At the level of philosophical method, Losev attempted to combine the dialectics of Hegel with the phenomenology of Husserl. But (as Khoruzhii, author of the article that I translated, demonstrates) the synthesis failed. Dialectics and phenomenology do not work well together. In practice Losev sacrificed phenomenology to dialectics. Phenomenology, which focuses on how things appear to our consciousness and avoids speculation about their inner "essence," was too mundane and boring for Losev.

Losev's thought is extremely hard to understand -- not just because the style is involved and idiosyncratic but also because many of his concepts and assumptions are alien to our modern way of thinking. Indeed, Losev makes no claim to be modern. To take one striking example, he does not even believe that the Earth goes round the sun.

I am not really competent to judge -- perhaps someone will put me right? -- but I suspect that Losev's ideas about the world were very deeply influenced by the ancient philosophy he studied so closely. Thus for him myth is a pervasive reality that is "detached" from, but no less material than, the reality of everyday experience. Didn't the ancient Greeks view their myths that way? Khoruzhii compares Losev's philosophy of myth with Jung's psychoanalytical interpretation of myth and also with the recent intellectual movement known as semiotics, but he warns against exaggerating the similarities. Whatever importance Jung and the semioticians assign to myth, it remains for them a psychological and cultural phenomenon, whereas for Losev myth is REAL.

So where does Losev's appeal lie? Of course, the current religious revival creates a demand for religious philosophers. And there is the drama of his life story. In addition, his work exudes an air of mystery and enchantment (not wholly Christian in origin).

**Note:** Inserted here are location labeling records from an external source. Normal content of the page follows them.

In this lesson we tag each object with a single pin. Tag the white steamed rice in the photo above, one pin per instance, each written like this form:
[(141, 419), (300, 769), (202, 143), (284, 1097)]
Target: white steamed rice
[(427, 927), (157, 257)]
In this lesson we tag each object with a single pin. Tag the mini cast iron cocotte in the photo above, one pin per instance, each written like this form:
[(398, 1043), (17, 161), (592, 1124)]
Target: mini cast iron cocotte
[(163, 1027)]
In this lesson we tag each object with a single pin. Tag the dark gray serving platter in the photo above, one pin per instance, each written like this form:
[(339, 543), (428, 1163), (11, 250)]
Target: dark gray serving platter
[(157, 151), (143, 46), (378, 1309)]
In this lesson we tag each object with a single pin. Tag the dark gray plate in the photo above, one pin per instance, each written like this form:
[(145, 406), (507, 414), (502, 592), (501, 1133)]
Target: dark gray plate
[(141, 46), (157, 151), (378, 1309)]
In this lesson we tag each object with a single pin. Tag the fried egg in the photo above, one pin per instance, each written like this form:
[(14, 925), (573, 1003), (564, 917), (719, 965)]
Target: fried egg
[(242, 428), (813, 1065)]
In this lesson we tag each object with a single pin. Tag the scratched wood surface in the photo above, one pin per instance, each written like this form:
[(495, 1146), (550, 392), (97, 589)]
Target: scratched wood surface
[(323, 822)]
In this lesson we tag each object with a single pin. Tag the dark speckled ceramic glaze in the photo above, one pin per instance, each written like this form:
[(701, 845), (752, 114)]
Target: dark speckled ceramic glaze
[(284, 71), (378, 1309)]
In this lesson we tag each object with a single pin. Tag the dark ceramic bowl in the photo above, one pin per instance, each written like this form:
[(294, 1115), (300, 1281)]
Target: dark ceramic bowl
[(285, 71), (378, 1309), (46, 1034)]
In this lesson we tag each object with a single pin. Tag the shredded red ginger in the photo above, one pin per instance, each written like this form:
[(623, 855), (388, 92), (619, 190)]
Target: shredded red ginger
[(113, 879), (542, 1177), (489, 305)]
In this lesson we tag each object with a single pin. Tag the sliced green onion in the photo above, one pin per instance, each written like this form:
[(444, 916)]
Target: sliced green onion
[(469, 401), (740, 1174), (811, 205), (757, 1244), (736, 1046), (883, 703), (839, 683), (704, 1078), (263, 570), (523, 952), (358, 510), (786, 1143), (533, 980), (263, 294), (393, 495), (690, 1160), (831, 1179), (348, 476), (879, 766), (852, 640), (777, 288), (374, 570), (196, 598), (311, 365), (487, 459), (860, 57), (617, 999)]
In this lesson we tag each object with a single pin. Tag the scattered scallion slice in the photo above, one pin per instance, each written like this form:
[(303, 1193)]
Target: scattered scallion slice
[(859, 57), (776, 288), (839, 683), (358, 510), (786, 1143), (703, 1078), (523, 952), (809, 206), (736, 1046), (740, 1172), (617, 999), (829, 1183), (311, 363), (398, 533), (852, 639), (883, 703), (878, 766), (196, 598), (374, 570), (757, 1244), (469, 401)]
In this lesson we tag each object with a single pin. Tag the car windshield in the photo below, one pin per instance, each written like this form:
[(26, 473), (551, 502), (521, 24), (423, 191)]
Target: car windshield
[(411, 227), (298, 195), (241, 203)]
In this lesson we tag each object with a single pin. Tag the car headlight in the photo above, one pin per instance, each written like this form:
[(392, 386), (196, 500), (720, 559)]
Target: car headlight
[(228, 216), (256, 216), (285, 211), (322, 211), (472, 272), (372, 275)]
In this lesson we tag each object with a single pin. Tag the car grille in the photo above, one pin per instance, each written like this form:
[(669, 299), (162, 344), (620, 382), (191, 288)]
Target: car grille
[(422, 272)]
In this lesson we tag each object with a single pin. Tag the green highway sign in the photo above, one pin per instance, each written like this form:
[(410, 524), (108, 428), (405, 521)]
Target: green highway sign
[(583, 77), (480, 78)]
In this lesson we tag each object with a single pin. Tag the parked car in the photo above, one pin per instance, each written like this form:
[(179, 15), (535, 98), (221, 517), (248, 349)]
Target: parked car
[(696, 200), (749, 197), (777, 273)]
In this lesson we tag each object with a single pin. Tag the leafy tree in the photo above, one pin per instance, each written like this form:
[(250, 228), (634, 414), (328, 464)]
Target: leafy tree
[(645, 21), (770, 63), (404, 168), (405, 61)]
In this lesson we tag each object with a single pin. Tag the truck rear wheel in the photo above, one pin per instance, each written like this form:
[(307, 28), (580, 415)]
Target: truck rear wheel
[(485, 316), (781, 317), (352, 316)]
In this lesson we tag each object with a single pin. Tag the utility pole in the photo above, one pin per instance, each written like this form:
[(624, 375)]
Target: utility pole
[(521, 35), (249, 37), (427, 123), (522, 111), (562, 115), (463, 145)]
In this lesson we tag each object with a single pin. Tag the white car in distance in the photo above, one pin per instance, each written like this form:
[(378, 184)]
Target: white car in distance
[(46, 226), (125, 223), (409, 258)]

Many people yearn for these qualities, so rare in our everyday lives, and they are congenial to the "New Age" sensibility. (3)

NOTES

(1) The other two issues were Vol. 28 No. 2 (Fall 1989) and Vol. 35 No. 1 (Summer 1996).

(2) Professor Marchenkov's translation of the whole book is forthcoming from Routledge.

(3) In all these respects he has much in common with another Silver Age religious philosopher , Father Pavel Florensky, to whom a forthcoming issue of RSP is devoted. See RAS No. 9 item 10.